Shin's vision for the Institute is to build a world-class program that offers a diverse range of courses each year for high school students with a passion for engineering. "The Summer Institute addresses an educational gap," he said. "There’s a shortage of engineering-focused, high-level, challenging programs for advanced high school students."

David Song sets up his team’s car for the next race while family members and Navid Shahrestani, MIT Lincoln Laboratory staff member, watch.

"From the relevant, real-world, technically challenging research and engineering topic, to the project-based learning in a team environment, I believe we gave the students the foundation and launching point to further explore and expand their love for science and engineering," said Vivilecchia.

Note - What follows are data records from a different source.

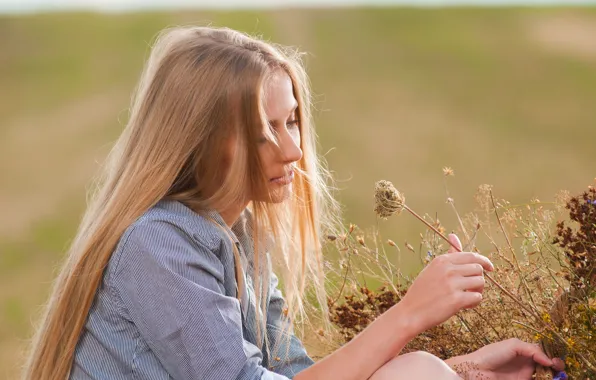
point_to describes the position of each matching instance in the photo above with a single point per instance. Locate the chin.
(280, 195)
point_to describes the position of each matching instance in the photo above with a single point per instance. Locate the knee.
(415, 365)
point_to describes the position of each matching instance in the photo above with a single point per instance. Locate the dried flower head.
(388, 200)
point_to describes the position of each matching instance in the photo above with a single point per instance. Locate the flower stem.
(526, 309)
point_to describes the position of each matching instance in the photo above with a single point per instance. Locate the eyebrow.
(272, 122)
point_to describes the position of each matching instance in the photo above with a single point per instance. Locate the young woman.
(169, 276)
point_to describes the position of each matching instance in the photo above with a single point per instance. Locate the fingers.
(455, 241)
(532, 351)
(471, 258)
(472, 284)
(467, 270)
(469, 300)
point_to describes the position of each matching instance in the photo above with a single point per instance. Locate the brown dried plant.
(543, 288)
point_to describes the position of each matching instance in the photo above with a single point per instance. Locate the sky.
(28, 6)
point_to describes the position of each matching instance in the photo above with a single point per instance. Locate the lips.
(283, 180)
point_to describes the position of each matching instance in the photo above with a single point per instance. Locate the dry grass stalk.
(546, 283)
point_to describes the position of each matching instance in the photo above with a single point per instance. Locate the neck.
(231, 214)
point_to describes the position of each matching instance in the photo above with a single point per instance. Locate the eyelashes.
(291, 125)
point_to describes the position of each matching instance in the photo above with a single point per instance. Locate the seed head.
(388, 200)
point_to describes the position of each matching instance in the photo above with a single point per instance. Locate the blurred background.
(505, 95)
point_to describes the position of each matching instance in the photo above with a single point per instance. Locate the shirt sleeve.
(172, 288)
(288, 356)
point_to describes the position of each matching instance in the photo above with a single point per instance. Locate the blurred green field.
(504, 96)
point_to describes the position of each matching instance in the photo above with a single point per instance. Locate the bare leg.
(415, 365)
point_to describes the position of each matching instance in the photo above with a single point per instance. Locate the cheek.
(266, 154)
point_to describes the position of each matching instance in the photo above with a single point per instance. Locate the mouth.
(283, 180)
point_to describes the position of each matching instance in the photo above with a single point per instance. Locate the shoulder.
(172, 236)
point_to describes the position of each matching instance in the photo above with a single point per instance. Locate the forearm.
(372, 348)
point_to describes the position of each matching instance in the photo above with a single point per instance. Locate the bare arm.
(451, 282)
(367, 352)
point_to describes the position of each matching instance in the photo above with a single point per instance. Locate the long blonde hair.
(200, 86)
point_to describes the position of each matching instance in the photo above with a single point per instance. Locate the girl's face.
(280, 109)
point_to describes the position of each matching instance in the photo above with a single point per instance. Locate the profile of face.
(278, 161)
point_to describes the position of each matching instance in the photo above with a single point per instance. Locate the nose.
(289, 145)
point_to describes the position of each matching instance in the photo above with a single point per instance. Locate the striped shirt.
(167, 307)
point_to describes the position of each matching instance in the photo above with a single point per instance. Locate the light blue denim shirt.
(167, 307)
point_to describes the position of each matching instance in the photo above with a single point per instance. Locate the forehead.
(279, 98)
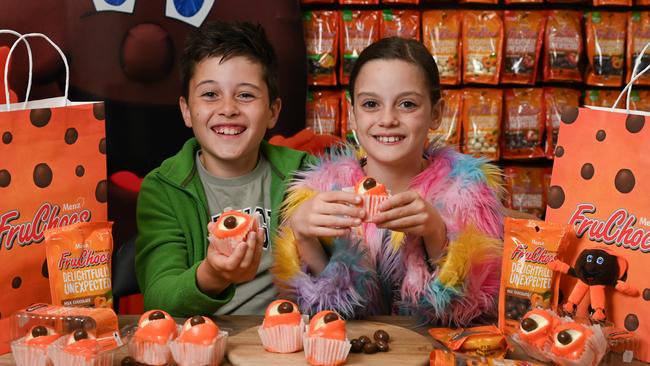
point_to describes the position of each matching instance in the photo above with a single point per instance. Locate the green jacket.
(172, 217)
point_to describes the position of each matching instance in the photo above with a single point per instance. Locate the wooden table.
(237, 323)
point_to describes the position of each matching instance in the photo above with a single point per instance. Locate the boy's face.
(229, 111)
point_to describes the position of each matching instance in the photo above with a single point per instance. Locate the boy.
(230, 98)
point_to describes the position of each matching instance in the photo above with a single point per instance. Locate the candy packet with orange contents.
(563, 45)
(555, 100)
(524, 124)
(524, 32)
(79, 264)
(526, 280)
(482, 46)
(400, 23)
(605, 48)
(441, 33)
(481, 122)
(321, 38)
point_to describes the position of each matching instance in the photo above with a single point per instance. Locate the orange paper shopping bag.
(52, 173)
(599, 185)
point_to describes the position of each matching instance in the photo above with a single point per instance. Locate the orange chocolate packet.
(400, 23)
(321, 38)
(526, 280)
(563, 45)
(481, 122)
(79, 264)
(638, 35)
(524, 34)
(605, 48)
(441, 33)
(482, 46)
(555, 99)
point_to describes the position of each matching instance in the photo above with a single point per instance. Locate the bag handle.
(29, 55)
(65, 62)
(633, 79)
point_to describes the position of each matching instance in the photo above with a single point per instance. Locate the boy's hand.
(327, 214)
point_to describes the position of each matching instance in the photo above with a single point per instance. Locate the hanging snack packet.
(359, 29)
(524, 32)
(482, 47)
(323, 114)
(449, 130)
(638, 35)
(555, 99)
(441, 32)
(79, 264)
(400, 23)
(481, 122)
(321, 37)
(563, 46)
(605, 48)
(523, 124)
(526, 280)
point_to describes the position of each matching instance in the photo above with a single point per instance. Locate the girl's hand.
(327, 214)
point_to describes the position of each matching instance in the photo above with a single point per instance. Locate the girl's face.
(393, 111)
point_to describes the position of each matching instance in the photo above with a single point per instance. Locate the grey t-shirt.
(249, 193)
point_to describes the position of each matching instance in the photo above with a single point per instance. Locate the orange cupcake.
(282, 328)
(326, 342)
(231, 229)
(200, 342)
(373, 194)
(31, 350)
(150, 343)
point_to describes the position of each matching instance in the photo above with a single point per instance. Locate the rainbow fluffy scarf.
(382, 272)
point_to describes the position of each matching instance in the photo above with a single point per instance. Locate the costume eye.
(122, 6)
(192, 12)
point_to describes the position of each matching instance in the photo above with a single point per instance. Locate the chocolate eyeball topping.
(39, 331)
(330, 317)
(285, 308)
(156, 315)
(369, 183)
(564, 337)
(528, 324)
(197, 319)
(80, 334)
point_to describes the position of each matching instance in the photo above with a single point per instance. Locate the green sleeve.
(166, 278)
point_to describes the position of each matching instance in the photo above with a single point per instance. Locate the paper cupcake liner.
(326, 352)
(61, 358)
(25, 355)
(188, 354)
(282, 338)
(150, 353)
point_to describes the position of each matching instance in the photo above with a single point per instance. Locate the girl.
(434, 249)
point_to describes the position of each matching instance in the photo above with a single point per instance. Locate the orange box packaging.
(638, 35)
(527, 282)
(555, 99)
(524, 34)
(563, 45)
(482, 122)
(605, 48)
(441, 33)
(449, 129)
(359, 29)
(523, 125)
(323, 112)
(321, 38)
(482, 46)
(400, 23)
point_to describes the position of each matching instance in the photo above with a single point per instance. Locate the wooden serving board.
(406, 348)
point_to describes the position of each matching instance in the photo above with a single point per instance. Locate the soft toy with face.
(199, 330)
(156, 326)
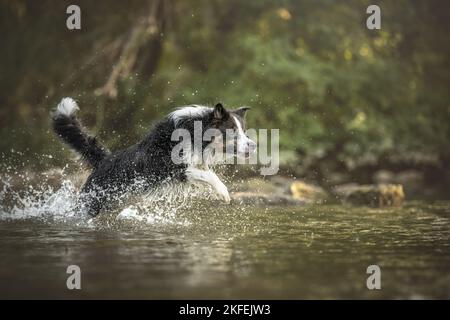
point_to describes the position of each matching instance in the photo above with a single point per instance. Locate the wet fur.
(148, 161)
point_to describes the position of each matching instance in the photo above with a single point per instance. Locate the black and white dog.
(152, 159)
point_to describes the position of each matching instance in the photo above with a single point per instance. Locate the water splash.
(35, 196)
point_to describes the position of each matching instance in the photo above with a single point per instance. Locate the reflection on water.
(219, 251)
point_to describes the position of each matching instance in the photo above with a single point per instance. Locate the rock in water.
(383, 195)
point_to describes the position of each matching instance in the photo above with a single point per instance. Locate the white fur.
(67, 107)
(243, 143)
(187, 112)
(209, 177)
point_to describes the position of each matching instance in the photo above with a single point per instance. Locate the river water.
(210, 250)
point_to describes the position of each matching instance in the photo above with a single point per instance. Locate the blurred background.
(351, 104)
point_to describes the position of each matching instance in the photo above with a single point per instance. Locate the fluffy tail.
(70, 130)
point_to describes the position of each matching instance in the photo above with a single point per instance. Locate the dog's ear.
(220, 112)
(242, 111)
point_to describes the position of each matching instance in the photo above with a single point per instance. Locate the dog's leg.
(209, 177)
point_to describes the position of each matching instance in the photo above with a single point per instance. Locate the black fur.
(148, 161)
(69, 129)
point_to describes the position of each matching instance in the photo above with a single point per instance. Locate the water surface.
(219, 251)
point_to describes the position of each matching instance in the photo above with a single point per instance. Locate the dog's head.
(231, 124)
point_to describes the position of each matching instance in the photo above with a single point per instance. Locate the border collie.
(151, 160)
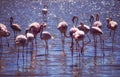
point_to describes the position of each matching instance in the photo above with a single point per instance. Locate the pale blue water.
(59, 63)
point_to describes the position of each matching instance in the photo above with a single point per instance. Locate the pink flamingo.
(4, 32)
(45, 35)
(73, 29)
(21, 40)
(16, 28)
(96, 31)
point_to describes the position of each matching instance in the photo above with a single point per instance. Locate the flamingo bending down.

The program culminated in a final challenge that tested all of the students' knowledge from the previous weeks. At the Walker Memorial on MIT's campus, a racetrack was set up that spanned the atrium of the building. The cars successfully maneuvered the track, and each one crossed the finish line.

"We had an incredibly passionate and dedicated team which made this program possible, said Shin. "We want to thank all our sponsors for their generous contributions, without them this program would not have been so successful. We are also all grateful for having this opportunity to make an impact on the next generation of highly talented engineers. This year’s Mini Grand Prix Challenge was a hugely successful pilot program. It validated our belief that top high school students not only can do college-level work but also will achieve remarkable results."

The Beaver Works Summer Institute was co-sponsored by MIT’s Aeronautics and Astronautics Department, the Electrical Engineering and Computer Science Department, the MIT Computer Science and Artificial Intelligence Laboratory, and MIT Lincoln Laboratory. The program was also supported by the Sierra Nevada Corporation, Top Flight Technologies, MITRE, Bechtel, Scientific Systems, EO Vista, NVIDIA, Continental, the Jet Propulsion Laboratory, and dozens of individual sponsors.